A new poverty estimate seeking to analyze the nationwide impact of government relief measures which expired just at the end of last month has found that the latter half of 2020 marked the sharpest rise in the US poverty rate since the 1960s. The study released Monday and presented in Bloomberg finds that the poverty rate increased by 2.4% during the second half of 2020, following last spring and early summer COVID-19 rolling lockdowns in various parts of the country.
This amounts to an additional 8 million Americans being considered newly poor, nearly double the highest annual increase in poverty in over a half-century.

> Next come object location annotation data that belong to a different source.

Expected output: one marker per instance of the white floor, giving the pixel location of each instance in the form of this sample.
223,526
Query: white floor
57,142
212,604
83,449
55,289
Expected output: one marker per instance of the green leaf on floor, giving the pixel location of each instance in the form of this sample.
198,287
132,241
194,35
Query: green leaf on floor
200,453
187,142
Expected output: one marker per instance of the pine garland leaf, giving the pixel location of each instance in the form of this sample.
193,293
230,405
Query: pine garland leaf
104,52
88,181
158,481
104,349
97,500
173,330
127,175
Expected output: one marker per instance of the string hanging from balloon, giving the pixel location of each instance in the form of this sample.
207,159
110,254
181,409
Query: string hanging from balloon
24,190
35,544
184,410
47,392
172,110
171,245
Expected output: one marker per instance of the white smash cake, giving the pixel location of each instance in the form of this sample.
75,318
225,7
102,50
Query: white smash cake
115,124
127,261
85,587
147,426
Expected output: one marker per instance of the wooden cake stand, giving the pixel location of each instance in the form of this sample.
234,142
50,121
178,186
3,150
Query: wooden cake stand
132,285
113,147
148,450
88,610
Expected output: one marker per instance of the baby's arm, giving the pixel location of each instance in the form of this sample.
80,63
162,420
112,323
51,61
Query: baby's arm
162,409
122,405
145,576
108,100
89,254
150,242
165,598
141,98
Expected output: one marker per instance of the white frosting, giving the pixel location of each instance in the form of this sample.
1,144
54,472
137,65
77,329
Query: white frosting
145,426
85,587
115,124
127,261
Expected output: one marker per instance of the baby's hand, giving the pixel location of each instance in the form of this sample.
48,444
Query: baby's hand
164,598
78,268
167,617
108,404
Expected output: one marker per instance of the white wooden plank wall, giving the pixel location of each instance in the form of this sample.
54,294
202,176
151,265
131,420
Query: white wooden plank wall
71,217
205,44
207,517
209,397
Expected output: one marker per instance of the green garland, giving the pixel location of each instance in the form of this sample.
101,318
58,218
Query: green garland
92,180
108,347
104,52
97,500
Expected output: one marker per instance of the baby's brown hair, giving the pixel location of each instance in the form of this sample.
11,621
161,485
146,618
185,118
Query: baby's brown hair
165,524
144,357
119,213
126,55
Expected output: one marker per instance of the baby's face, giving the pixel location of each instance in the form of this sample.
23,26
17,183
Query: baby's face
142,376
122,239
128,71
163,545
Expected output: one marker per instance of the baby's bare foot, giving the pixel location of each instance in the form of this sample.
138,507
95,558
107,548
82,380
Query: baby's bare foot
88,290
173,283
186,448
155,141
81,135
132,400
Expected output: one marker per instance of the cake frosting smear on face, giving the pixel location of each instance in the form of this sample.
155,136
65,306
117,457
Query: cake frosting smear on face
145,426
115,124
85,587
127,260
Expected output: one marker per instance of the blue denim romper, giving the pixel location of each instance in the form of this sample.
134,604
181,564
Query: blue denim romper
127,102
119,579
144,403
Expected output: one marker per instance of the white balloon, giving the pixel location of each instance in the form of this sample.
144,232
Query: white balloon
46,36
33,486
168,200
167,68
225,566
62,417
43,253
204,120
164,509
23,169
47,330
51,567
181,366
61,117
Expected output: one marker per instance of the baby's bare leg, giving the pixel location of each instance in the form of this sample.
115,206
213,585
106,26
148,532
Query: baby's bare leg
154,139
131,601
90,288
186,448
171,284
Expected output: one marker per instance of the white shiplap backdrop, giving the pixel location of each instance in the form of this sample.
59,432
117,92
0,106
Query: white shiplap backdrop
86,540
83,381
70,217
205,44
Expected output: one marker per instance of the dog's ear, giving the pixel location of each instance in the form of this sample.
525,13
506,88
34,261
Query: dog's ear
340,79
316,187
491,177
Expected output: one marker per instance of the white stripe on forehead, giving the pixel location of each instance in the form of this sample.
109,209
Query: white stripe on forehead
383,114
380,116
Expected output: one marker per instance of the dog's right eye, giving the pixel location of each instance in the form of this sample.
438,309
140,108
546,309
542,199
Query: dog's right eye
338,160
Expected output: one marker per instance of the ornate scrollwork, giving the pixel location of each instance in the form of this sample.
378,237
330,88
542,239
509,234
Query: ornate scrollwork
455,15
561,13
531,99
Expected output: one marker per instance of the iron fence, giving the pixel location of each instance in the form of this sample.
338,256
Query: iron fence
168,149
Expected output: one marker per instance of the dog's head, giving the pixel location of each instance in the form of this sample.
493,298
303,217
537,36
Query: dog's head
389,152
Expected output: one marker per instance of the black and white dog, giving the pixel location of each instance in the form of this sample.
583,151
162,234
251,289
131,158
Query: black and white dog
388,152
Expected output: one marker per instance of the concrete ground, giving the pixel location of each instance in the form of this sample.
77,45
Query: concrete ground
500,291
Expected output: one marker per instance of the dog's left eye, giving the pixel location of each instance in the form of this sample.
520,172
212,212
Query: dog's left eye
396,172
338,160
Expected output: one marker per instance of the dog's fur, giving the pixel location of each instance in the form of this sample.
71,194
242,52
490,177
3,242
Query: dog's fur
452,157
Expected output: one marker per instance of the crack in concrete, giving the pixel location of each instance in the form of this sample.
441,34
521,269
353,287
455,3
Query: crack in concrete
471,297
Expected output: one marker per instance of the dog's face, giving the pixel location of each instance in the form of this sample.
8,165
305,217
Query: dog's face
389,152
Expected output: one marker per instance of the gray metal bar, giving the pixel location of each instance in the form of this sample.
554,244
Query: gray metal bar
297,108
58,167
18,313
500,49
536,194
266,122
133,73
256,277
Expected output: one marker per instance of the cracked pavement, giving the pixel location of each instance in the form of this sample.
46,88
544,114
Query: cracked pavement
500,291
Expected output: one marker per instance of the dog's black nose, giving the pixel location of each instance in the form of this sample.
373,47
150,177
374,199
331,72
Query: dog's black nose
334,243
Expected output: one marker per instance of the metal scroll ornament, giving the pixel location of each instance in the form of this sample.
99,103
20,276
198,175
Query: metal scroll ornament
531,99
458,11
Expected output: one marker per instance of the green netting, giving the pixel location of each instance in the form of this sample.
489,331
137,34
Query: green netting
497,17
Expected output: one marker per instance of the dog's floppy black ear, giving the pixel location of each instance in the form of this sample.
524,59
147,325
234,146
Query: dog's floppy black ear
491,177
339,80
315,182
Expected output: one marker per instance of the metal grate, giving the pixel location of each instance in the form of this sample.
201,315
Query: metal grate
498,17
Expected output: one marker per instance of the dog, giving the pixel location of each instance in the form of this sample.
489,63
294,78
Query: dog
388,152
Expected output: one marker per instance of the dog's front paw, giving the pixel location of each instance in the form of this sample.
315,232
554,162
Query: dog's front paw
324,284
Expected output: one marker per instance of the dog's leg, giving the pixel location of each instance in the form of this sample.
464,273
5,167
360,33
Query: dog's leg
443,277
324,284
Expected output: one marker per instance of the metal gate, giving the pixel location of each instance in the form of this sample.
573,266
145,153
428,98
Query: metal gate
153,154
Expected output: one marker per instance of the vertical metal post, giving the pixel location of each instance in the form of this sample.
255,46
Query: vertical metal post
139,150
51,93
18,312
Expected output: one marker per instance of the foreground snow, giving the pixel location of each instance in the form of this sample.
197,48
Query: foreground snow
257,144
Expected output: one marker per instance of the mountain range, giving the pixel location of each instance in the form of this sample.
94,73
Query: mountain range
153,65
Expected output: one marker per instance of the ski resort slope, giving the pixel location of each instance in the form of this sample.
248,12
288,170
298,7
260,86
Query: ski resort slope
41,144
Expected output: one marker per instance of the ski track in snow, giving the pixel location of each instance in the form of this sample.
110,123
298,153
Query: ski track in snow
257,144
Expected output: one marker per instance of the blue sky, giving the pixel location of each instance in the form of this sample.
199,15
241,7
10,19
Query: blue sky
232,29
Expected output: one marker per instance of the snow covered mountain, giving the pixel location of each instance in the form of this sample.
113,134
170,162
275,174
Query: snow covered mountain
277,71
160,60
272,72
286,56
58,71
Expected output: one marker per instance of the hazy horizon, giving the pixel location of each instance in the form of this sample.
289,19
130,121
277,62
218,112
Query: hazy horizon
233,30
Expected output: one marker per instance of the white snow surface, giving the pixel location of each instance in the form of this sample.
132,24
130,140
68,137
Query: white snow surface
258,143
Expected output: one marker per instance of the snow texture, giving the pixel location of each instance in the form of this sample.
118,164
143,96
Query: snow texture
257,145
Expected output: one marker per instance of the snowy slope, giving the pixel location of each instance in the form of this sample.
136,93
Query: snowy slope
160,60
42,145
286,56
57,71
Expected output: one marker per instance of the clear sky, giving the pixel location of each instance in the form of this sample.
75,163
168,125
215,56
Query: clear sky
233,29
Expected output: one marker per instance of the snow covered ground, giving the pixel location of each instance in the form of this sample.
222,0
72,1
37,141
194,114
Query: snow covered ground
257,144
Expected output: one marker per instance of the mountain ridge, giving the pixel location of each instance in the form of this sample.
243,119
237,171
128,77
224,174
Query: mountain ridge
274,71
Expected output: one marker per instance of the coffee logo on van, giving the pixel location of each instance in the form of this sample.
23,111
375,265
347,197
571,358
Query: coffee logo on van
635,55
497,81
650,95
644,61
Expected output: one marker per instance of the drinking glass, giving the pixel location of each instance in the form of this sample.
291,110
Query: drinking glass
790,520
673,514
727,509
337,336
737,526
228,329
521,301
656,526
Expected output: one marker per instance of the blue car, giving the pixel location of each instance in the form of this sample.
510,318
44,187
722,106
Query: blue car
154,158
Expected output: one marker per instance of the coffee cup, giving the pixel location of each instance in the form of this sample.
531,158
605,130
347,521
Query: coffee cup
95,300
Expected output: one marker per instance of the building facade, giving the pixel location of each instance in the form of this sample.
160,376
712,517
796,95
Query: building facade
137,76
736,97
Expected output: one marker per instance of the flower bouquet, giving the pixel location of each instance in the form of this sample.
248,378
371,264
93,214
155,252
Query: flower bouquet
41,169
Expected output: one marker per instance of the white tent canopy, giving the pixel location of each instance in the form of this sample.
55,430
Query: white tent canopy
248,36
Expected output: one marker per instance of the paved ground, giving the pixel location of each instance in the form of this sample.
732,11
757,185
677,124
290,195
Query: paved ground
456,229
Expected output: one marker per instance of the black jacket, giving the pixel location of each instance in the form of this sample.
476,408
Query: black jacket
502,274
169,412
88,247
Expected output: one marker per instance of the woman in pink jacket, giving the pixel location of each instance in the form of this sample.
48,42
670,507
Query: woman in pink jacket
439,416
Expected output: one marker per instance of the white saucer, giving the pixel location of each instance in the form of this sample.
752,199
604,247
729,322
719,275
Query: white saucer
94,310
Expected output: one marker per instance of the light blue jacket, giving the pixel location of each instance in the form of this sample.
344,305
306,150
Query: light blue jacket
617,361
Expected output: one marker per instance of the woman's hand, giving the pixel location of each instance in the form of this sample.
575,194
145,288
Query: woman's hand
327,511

The study authors - economists Bruce Meyer of the University of Chicago, and James Sullivan of the University of Notre Dame - further found that Black Americans were among the hardest hit, and more that twice as likely to fall below the poverty line as White Americans.
According to Bloomberg's summary of the results, "The researchers found that the stimulus checks the federal government issued in the spring helped forestall the poverty rate from rising even faster."
Bloomberg recalls further that "In late December, $900 billion in addition federal relief aid was passed, and President Joe Biden is asking Congress for an additional $1.9 trillion in stimulus."
The US trend of the past six months is also echoed more broadly in global data showing COVID-fueled poverty across much of the world.
As featured in a recent Oxfam study which also sought to assess the financial impact of the pandemic - up to 500 million people globally have been newly pushed into poverty, while at the same time the world's 10 richest men made a combined $540 billion over the same time frame.
Oxfam is calling it evidence of the "greatest rise in inequality since records began."